For example, our current pilot data look something like this (not the full data; the sem for n=1 trials was imputed on a heuristical-measure, as discussed above)
arm_name | metric_name | mean | sem | trial_index | n | |
---|---|---|---|---|---|---|
0 | 0_0 | score | 6.51 | 0.94 | 0 | 4 |
1 | 0_1 | score | 3.37 | 0.56 | 0 | 4 |
2 | 0_2 | score | 5.95 | 0.59 | 0 | 3 |
3 | 0_3 | score | 3.49 | 0.42 | 0 | 2 |
4 | 0_4 | score | 13.91 | 0.99 | 0 | 1 |
5 | 0_5 | score | 4.80 | 0.99 | 0 | 1 |
Obviously, since 0_4
arm performs so well, the GPEI generates only 1 arm (the 0_4
arm) when we call ax.modelbridge.factory.get_GPEI().gen(10)
However, we think it is very likely that the extreme value of 0_4
is an outlier trial or some measurement error occurred. We think that the model will eventually begin generating some other recommendations if we feed in a lot of data with the 0_4
parameter with a relatively normal mean (although when we gave it mean=5.5 and sem=1 in the next four consecutive trials which still generated only one recommendation). However, since the cost of the field experiment that we are doing is quite costly (both logistically and monetarily), we wanted to see if there is any way we can consider this kind of "outlier" trial a bit better.

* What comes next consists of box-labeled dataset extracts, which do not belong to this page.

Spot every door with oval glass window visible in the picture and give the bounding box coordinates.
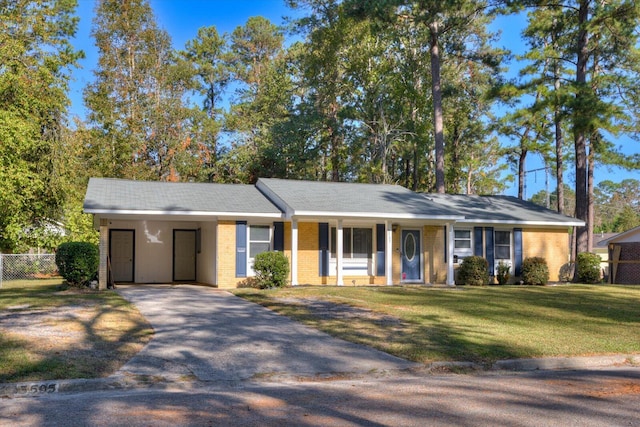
[402,230,422,282]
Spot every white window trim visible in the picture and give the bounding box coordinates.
[329,225,376,276]
[453,227,475,264]
[247,224,273,277]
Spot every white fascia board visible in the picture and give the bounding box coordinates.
[287,211,464,222]
[458,219,584,227]
[84,209,283,218]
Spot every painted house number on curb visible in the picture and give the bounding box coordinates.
[0,383,58,395]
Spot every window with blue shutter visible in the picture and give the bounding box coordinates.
[513,228,522,276]
[318,222,329,277]
[273,222,284,252]
[484,227,495,276]
[376,224,386,276]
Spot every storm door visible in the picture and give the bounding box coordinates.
[109,230,135,283]
[173,230,196,282]
[401,230,422,282]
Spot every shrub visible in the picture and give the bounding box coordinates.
[496,262,511,285]
[253,252,289,289]
[56,242,100,286]
[522,257,549,286]
[458,256,489,286]
[576,252,602,283]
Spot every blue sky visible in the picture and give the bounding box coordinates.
[70,0,640,198]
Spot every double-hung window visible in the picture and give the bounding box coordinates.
[494,230,511,260]
[453,229,473,262]
[330,227,373,275]
[247,225,271,276]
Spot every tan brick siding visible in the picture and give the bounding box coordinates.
[522,229,569,282]
[217,221,238,288]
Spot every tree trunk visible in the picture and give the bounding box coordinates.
[553,62,564,213]
[573,0,589,253]
[587,140,597,252]
[429,22,445,193]
[518,148,528,200]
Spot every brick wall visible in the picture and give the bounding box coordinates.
[217,221,236,288]
[522,228,570,282]
[614,242,640,285]
[424,226,447,284]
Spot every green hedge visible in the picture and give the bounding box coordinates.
[56,242,100,286]
[253,252,289,289]
[456,256,489,286]
[522,257,549,286]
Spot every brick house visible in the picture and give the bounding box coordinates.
[605,227,640,285]
[84,178,584,288]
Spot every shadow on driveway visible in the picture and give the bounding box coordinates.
[118,285,421,381]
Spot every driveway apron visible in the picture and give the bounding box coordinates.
[118,285,419,381]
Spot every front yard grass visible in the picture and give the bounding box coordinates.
[0,279,153,383]
[234,285,640,364]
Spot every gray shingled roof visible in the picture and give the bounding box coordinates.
[423,194,583,226]
[257,178,460,219]
[84,178,282,216]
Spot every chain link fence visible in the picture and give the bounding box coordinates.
[0,254,58,288]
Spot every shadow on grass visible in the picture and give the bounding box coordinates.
[0,284,153,382]
[240,286,640,364]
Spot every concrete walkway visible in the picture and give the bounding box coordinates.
[117,285,422,381]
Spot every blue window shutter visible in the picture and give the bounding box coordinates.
[273,222,284,252]
[484,227,496,276]
[473,227,484,256]
[443,225,449,264]
[236,221,247,277]
[318,222,329,277]
[376,224,386,276]
[513,228,522,276]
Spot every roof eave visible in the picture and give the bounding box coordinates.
[84,208,284,218]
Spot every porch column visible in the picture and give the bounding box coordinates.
[291,219,298,286]
[98,219,109,290]
[336,219,344,286]
[384,221,393,286]
[446,222,456,286]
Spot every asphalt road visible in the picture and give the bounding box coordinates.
[0,286,640,427]
[0,367,640,427]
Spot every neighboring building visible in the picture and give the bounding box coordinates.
[603,227,640,285]
[84,178,584,288]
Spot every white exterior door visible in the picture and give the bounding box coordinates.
[109,230,135,283]
[173,230,196,282]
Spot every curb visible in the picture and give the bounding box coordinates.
[5,354,640,398]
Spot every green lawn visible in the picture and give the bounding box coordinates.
[234,285,640,363]
[0,279,153,383]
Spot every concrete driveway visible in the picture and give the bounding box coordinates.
[118,285,420,381]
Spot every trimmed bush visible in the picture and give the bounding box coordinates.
[496,262,511,285]
[253,252,289,289]
[522,257,549,286]
[576,252,602,283]
[457,256,489,286]
[56,242,100,286]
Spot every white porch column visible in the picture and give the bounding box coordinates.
[98,219,109,290]
[384,221,393,286]
[336,219,344,286]
[291,219,298,286]
[446,222,456,286]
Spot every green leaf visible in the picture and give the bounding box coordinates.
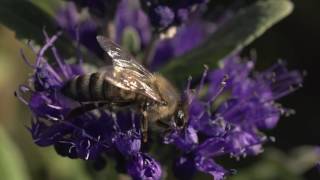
[160,0,293,88]
[0,127,30,180]
[30,0,63,16]
[0,0,75,56]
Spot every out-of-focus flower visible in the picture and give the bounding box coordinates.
[140,0,209,31]
[68,0,119,20]
[55,2,103,57]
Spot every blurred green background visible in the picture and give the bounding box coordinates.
[0,0,320,180]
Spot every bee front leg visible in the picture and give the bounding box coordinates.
[141,111,148,143]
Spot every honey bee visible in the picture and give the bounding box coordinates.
[62,36,187,142]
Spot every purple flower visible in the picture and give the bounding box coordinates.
[165,57,302,179]
[127,153,162,180]
[16,32,165,179]
[140,0,208,31]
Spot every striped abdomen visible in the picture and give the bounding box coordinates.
[62,72,137,103]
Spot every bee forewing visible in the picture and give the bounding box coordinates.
[97,36,152,78]
[97,36,161,102]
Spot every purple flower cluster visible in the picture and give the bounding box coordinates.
[16,32,161,179]
[165,56,302,180]
[16,0,302,180]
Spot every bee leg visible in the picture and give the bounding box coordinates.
[141,112,148,143]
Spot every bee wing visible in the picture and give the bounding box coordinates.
[101,66,161,102]
[97,36,161,102]
[97,36,153,79]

Some other ways we thought of are:
-
Exclude outliers (or abandon arms) in the model, but the boundary of outlier quickly gets very subjective and we did not want to lose data that is costly to collect.
-
Delay putting in the data for the outlier arm until we collect more data for that arm. But this shares a similar problem with 1) - data are costly so we want to utilize the full data if possible, and it gets subjective what arm we delay or not.
-
"Infer" the mean of n=1 trials, like imputing the sem for n=1 trials (maybe averaging it with the value of other arms with similar parameters)
-
Weight the arm in the experiment by
n
- for example, we can assign a weight of 4 to0_0
,0_1
and a weight 1 to0_4
or0_5
in the above example. However, we were not sure if this option was what the weighting was designed for in Ax/BoTorch.

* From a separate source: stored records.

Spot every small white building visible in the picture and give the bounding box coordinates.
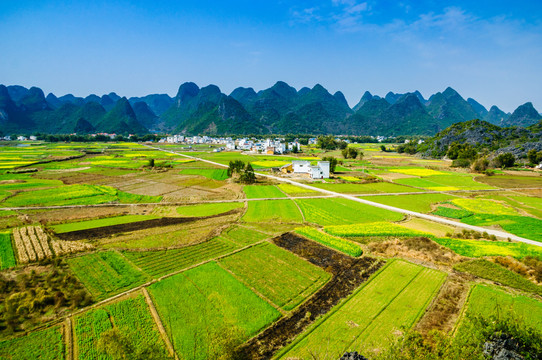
[292,160,329,179]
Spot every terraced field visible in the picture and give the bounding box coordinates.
[295,227,363,256]
[0,232,16,270]
[0,142,542,360]
[324,222,430,237]
[74,295,167,360]
[0,326,66,360]
[123,238,237,278]
[68,251,149,300]
[243,185,286,199]
[294,198,403,226]
[177,202,244,217]
[51,215,160,234]
[149,262,280,359]
[219,243,331,310]
[458,285,542,331]
[280,261,445,359]
[242,200,303,223]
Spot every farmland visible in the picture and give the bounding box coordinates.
[51,215,159,234]
[177,203,243,216]
[68,251,148,300]
[460,285,542,331]
[220,243,330,310]
[296,227,363,256]
[324,222,434,237]
[243,185,286,199]
[75,295,167,360]
[0,326,65,360]
[0,232,15,270]
[281,261,445,359]
[180,169,228,181]
[435,238,542,258]
[296,198,403,226]
[454,259,542,295]
[0,142,542,360]
[242,200,303,223]
[149,263,280,359]
[124,238,236,277]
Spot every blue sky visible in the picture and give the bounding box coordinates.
[0,0,542,111]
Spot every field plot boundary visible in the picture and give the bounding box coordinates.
[274,259,447,359]
[56,209,240,240]
[239,233,384,359]
[145,145,542,247]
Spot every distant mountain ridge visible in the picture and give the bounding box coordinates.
[0,81,542,136]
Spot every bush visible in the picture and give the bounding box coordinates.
[452,159,470,168]
[471,158,489,173]
[493,153,516,168]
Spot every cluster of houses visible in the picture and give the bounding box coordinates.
[159,135,301,155]
[280,160,329,179]
[0,135,38,141]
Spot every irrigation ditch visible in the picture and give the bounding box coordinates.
[238,232,384,359]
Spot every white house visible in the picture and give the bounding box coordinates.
[292,160,329,179]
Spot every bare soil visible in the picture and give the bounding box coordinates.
[56,209,240,240]
[239,233,384,359]
[416,274,470,334]
[368,237,461,266]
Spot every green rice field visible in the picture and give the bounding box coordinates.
[280,261,445,359]
[123,237,238,278]
[0,232,16,270]
[242,200,303,223]
[74,295,168,360]
[294,198,403,226]
[68,251,149,300]
[0,326,66,360]
[149,262,280,359]
[220,243,331,310]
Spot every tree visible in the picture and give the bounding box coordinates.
[322,156,338,173]
[471,158,489,173]
[527,149,542,165]
[239,163,256,184]
[316,135,339,150]
[341,147,363,159]
[495,153,516,168]
[228,160,245,177]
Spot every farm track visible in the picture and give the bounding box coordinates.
[145,145,542,247]
[0,188,542,211]
[143,288,179,360]
[239,233,384,359]
[56,209,240,240]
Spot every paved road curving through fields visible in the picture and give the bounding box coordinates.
[146,145,542,247]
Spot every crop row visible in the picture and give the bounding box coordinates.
[295,197,402,226]
[280,261,445,359]
[296,227,363,256]
[75,295,167,360]
[51,240,94,256]
[220,242,330,310]
[0,233,16,270]
[75,309,113,360]
[452,199,518,216]
[124,238,241,277]
[68,251,147,299]
[0,326,65,360]
[149,262,280,360]
[13,226,53,264]
[324,222,431,237]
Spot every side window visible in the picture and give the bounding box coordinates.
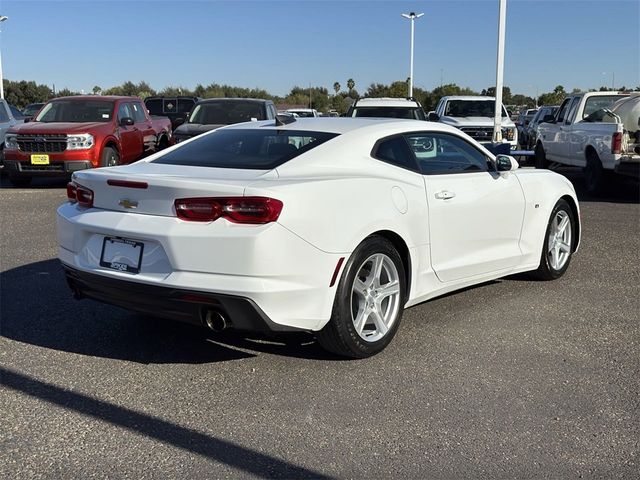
[371,136,416,171]
[131,102,147,123]
[0,104,9,122]
[406,132,489,175]
[556,98,571,123]
[564,97,580,125]
[118,103,135,122]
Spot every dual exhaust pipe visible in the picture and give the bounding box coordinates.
[203,309,231,332]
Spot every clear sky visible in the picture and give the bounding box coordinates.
[0,0,640,96]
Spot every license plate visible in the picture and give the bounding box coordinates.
[100,237,144,273]
[31,155,49,165]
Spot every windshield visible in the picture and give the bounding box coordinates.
[152,128,337,170]
[36,100,114,123]
[189,101,265,125]
[444,100,509,118]
[353,107,425,120]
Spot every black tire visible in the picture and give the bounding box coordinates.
[584,150,610,195]
[100,147,120,167]
[531,199,578,280]
[535,143,549,168]
[316,235,406,358]
[9,174,31,188]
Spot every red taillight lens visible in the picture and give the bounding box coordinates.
[611,132,622,153]
[67,182,78,203]
[175,197,283,224]
[67,182,93,208]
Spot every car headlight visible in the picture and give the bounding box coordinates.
[67,133,94,150]
[4,133,18,150]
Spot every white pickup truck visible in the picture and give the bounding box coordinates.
[428,95,518,150]
[535,92,640,194]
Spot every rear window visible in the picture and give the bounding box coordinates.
[152,129,337,170]
[353,107,425,120]
[582,95,623,118]
[189,100,265,125]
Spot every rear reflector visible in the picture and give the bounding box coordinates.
[107,179,149,188]
[174,197,283,224]
[611,132,622,153]
[67,182,93,208]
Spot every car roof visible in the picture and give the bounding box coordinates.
[198,97,271,104]
[224,117,460,134]
[442,95,496,102]
[353,97,420,108]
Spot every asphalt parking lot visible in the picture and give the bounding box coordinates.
[0,174,640,479]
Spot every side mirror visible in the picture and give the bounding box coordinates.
[496,155,520,172]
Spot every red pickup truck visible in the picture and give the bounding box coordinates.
[4,95,172,186]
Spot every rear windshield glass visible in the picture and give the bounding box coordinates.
[189,100,266,125]
[152,129,337,170]
[582,95,623,118]
[36,100,114,123]
[444,100,509,118]
[353,107,425,120]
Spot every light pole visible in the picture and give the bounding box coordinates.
[402,12,424,98]
[0,15,9,98]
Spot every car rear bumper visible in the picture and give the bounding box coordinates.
[62,263,300,332]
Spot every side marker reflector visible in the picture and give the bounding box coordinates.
[329,257,344,287]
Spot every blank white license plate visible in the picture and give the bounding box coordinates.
[100,237,144,273]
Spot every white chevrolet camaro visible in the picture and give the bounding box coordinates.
[57,116,580,357]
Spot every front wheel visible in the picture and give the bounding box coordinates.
[533,199,576,280]
[316,236,406,358]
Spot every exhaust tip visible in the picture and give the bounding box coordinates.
[204,310,231,332]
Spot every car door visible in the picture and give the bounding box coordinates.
[406,132,525,282]
[542,98,571,159]
[131,101,158,153]
[118,102,143,163]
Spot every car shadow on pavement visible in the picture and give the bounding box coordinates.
[0,259,335,364]
[0,368,331,479]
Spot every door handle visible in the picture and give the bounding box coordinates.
[435,190,456,200]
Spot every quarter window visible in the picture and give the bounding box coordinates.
[405,133,489,175]
[371,136,416,171]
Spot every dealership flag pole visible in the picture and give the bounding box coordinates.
[493,0,507,143]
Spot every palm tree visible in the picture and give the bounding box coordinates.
[347,78,356,93]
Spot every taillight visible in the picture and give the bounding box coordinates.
[174,197,283,224]
[611,132,622,153]
[67,182,93,208]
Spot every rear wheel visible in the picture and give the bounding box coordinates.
[100,147,120,167]
[535,143,549,168]
[533,199,576,280]
[317,236,406,358]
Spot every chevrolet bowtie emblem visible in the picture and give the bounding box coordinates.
[119,198,138,208]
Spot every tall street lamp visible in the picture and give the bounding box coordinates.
[0,15,9,98]
[402,12,424,98]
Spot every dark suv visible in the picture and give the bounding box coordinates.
[173,98,277,142]
[144,97,200,130]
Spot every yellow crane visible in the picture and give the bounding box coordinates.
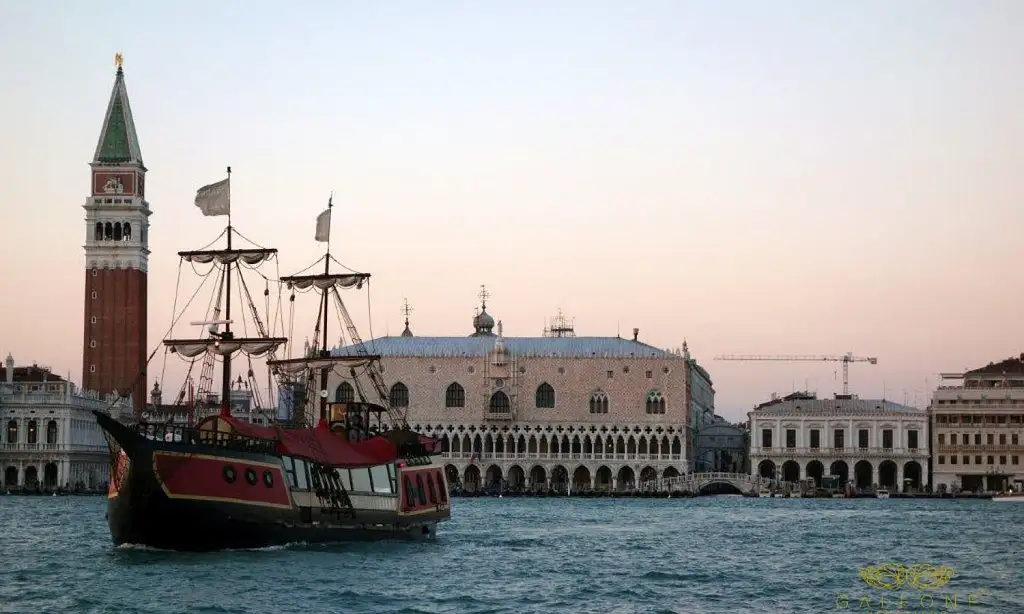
[715,352,879,395]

As you can see with my tone, we are leaning a bit toward 3) or 4), but wanted to hear some thoughts from the experts.
Any recommendations or thoughts will be much appreciated! Let us know if anything is unclear. We think the responsiveness of developers on the issue page is awesome and the Ax/BoTorch is a really great platform. Thanks so much in advance!
cc @Balandat
Curious to hear @Balandat 's thoughts, but a few questions in the mean time just so I get a better understanding of your problem:
- What does your search space look like? When you say
the GPEI generates only 1 arm (the 0_4 arm) when we call ax.modelbridge.factory.get_GPEI().gen(10)
, that indicates to me that it's a discrete search space? - Are there actually only 6 arms in the experiment, or was that just a snapshot above?

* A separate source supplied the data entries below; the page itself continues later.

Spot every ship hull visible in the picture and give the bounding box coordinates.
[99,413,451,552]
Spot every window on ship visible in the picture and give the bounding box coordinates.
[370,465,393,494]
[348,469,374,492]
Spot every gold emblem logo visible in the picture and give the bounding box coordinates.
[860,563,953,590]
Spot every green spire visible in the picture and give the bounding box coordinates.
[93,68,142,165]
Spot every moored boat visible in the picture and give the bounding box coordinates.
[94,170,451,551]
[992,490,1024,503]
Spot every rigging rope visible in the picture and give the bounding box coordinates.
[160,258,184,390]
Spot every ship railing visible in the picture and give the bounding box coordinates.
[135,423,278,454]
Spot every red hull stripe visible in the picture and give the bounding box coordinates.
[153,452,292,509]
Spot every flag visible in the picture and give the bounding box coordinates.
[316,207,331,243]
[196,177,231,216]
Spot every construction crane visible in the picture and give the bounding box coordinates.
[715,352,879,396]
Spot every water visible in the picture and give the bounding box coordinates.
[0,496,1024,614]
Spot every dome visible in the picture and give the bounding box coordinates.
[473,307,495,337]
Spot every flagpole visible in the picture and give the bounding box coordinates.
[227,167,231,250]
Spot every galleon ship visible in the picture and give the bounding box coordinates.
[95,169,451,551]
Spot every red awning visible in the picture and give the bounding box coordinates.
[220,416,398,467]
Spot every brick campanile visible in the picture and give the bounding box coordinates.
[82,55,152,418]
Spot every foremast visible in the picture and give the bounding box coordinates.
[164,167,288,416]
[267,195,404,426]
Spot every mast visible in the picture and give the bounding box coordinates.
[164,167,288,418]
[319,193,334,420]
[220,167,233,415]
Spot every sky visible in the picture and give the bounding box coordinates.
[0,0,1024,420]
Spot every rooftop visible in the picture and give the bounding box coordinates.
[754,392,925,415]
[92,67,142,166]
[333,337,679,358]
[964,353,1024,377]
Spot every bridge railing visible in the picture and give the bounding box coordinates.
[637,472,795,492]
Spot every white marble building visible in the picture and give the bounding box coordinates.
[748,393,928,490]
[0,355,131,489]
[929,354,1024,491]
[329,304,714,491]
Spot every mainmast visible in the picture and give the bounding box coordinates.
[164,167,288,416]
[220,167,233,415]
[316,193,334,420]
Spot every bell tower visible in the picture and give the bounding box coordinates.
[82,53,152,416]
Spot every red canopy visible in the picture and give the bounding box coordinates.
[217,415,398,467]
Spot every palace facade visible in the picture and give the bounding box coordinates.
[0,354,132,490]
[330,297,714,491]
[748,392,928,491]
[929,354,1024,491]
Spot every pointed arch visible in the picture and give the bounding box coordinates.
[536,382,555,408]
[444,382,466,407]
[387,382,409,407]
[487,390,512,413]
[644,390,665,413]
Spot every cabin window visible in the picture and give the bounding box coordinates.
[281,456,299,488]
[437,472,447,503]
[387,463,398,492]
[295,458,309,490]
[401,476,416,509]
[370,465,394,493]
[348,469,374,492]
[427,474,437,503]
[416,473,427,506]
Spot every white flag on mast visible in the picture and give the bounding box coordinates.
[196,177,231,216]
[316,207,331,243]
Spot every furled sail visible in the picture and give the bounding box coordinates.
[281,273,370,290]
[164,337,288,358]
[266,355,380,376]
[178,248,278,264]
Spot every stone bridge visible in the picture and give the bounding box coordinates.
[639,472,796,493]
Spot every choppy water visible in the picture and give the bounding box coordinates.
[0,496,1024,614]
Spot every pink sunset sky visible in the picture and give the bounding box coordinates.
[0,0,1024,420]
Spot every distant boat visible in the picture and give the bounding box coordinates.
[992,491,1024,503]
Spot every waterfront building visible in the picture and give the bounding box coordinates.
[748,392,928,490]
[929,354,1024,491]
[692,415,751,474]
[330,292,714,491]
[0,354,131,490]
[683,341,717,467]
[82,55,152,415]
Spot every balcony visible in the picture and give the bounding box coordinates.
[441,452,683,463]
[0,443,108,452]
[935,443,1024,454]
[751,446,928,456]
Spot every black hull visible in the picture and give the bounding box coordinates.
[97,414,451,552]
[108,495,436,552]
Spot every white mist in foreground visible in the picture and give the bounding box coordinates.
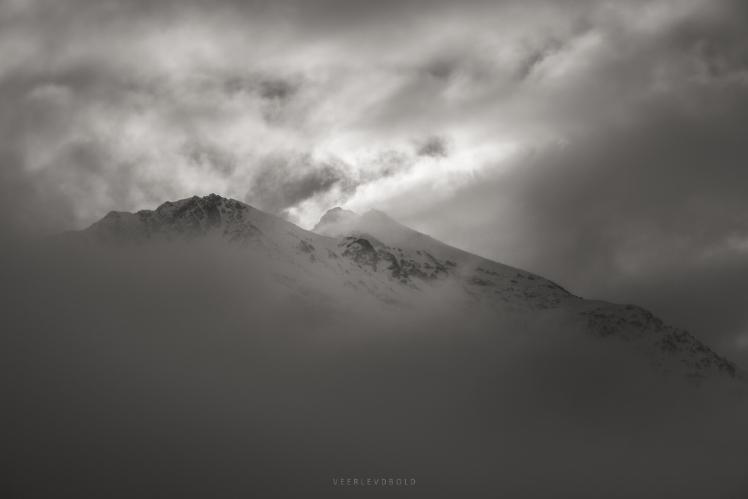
[2,196,748,498]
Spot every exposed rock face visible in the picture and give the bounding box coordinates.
[78,194,739,379]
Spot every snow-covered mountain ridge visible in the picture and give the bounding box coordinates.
[76,194,738,378]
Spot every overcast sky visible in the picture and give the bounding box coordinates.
[0,0,748,364]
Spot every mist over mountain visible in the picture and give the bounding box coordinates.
[2,195,748,498]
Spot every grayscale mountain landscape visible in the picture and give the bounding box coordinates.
[0,0,748,499]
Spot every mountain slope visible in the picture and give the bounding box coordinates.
[75,194,737,379]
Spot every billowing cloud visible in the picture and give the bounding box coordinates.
[0,0,748,364]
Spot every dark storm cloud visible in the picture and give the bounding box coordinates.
[398,2,748,365]
[0,0,748,364]
[246,155,353,214]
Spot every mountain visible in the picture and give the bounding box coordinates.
[74,194,739,380]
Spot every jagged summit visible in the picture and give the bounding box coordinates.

- "although when we gave it mean=5.5 and sem=1 in the next four consecutive trials which still generated only one recommendation" -- this is strange to me, which is why I'd like to get a better understanding of what the trial looks like.
- re: #4 -- Yea, unfortunately that's not what the weighting's for -- it's to indicate the size of the population that the arm should be exposed to. See our documentation re: BatchedTrial here for more of an explanation!
Great! Thanks for asking the questions.
- Our search space is a combination of integer variables and ordered categorical variables, so I think it is a discrete search space (and the arms get merged together after rounding)
- We have 10 arms, but I just posted 6 (ones that we intended to run, and ones that were by-products, causing the n to be low)
- We actually have not run any trials in the field yet, so the "feeding it four consecutive trials" meant that we added a BatchTrial, created one arm with
0_4
parameters, fed it mean=5.5, sem=1 four times (so the we would have 10 arms in trial 0, and 1 arm in trial 1,2,3,4). It was kind of surprising to us because there were arms that had mean somewhere near or above 6, and we thought that seeing 4 more trials with mean=5.5 will be enough to make the model explore some other space - Thanks for the clarification! The reason I brought up weight was that the document said
for field experiments the weights could describe the fraction of the total experiment population assigned to the different treatment arms.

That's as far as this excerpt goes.